Tue Mar 7 19:44:36 EST 2017

On Tue, Mar 07, 2017 at 09:10:00PM +0000, Elliot Gorokhovsky wrote:

> I think the bigger problem, though, is that most list use does *not*
> involve sorting, 

There are other uses for a type hint apart from sorting. There may be 
optimized versions of other functions (sum, math.fsum, ...) and list 
methods (e.g. count, remove), anything that has to walk the list 
comparing items).

All very hypothetical at the moment, I admit it...

> so it would be a shame to impose the non-trivial overhead
> of type-checking on *all* list use.

You might be right, but my guess is that the overhead isn't quite as big 
as you may think, at least for some operations. The type-check itself is 
just a pointer compare, not an issubclass() operation. The types are 
either identical, or the list is hetrogeneous.
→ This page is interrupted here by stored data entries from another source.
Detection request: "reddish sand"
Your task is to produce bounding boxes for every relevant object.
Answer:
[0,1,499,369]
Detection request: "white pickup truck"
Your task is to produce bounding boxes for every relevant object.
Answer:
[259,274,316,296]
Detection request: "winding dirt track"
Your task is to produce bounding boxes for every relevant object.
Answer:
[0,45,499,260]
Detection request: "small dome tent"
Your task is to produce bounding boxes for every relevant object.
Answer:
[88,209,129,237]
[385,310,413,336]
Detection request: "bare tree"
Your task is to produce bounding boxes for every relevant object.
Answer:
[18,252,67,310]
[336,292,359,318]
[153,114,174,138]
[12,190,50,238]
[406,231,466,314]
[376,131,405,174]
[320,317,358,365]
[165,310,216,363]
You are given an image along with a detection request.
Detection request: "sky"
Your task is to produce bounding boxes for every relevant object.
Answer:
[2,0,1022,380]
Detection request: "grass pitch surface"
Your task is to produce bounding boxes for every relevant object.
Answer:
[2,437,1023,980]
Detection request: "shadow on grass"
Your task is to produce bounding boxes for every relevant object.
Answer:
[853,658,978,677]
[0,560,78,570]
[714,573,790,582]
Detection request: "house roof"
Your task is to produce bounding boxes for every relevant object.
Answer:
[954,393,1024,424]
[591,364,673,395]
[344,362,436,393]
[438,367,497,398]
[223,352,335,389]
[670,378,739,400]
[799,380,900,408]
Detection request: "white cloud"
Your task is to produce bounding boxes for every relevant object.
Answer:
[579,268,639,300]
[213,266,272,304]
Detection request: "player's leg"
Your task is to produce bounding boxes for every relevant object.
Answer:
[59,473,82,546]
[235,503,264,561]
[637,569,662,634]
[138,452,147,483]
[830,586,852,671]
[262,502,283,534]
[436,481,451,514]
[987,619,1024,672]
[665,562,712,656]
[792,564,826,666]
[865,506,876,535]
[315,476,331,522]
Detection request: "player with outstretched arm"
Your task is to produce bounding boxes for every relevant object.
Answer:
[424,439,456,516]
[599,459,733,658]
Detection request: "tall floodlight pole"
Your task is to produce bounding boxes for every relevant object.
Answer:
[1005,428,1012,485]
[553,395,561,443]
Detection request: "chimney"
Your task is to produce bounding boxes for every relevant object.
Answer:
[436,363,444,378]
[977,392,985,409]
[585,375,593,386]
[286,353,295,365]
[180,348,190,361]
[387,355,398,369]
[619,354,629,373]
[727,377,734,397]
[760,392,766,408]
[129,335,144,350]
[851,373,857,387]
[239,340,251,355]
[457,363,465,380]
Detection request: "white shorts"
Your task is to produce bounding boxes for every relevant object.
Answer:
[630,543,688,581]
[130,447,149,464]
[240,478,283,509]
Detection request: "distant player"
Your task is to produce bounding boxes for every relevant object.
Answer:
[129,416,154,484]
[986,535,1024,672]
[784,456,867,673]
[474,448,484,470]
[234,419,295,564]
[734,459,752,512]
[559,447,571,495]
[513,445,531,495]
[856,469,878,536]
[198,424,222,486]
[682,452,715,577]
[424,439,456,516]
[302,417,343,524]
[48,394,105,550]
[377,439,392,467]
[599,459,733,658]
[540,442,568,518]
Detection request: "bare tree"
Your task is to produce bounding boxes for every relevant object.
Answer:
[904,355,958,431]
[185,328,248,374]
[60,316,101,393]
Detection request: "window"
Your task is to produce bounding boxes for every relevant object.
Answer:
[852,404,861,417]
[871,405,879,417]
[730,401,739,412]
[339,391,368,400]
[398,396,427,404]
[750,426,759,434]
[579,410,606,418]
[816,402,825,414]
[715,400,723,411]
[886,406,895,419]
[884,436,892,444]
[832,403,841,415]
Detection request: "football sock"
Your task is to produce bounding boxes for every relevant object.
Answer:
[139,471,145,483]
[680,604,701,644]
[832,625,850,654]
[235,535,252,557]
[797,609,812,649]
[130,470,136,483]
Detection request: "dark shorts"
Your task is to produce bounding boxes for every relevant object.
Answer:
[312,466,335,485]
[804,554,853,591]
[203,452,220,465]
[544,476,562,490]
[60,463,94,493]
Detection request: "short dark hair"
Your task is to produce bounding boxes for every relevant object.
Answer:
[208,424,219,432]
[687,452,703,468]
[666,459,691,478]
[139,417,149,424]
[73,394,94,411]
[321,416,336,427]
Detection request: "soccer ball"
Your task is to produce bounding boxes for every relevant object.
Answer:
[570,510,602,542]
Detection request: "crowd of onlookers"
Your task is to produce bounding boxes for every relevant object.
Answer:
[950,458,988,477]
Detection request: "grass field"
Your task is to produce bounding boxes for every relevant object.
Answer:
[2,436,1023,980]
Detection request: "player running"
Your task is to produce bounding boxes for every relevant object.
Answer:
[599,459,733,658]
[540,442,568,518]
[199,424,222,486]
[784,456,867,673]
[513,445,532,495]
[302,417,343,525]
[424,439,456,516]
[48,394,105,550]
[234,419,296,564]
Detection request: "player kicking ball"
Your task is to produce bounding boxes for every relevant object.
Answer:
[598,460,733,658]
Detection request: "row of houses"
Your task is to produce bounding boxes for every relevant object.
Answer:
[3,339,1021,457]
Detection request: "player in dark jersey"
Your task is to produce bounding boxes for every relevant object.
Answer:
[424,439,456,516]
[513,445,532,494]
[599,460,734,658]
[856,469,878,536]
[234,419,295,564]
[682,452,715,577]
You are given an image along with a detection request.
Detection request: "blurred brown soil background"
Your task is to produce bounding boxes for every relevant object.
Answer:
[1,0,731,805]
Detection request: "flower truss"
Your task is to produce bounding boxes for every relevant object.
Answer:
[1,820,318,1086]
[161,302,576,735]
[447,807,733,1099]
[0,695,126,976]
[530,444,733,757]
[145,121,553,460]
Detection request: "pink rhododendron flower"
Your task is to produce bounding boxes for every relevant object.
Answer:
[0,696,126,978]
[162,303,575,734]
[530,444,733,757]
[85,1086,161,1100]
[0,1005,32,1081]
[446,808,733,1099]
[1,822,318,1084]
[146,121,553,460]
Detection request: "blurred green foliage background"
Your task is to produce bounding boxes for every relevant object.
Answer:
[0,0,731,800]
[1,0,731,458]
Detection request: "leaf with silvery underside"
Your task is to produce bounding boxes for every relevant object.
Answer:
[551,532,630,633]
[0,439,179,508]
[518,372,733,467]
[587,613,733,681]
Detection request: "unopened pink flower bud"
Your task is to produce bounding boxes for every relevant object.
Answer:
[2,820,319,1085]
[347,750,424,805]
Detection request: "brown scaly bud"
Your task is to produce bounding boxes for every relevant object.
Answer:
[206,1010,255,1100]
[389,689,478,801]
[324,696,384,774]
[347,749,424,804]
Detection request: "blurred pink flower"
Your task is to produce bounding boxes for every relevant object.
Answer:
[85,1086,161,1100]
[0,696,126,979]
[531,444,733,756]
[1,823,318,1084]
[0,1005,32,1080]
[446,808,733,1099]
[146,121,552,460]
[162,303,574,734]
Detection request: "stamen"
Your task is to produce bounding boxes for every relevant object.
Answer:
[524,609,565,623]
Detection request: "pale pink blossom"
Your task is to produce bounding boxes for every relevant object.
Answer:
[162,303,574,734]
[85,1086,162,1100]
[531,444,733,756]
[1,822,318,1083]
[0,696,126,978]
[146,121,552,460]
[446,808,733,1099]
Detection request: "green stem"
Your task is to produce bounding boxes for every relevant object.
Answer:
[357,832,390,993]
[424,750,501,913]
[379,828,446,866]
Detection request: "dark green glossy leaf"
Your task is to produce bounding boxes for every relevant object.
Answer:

True, `mylist[i] = x` should be a quick assignment into an array of 
pointers, but there's a bounds check to ensure i is within the correct 
range. Other methods are even more expensive: `mylist[i:j] = [a...z]` 
has to move list items around, possibly allocate more memory, and update 
the list length, compared to that the scan of a...z is probably minimal. 
`mylist.append(x)` is *usually* a simple assignment into the array (plus 
updating the list length) but every now and again it triggers a resize, 
which is costly.

I don't think we can predict whether this is a nett gain or loss just 
from first principles.

> Anyway, my patch could always be a precursor to a more general optimization
> along these lines.

Indeed! Even if nothing else comes of this than your patch, thank you!

-- 
Steve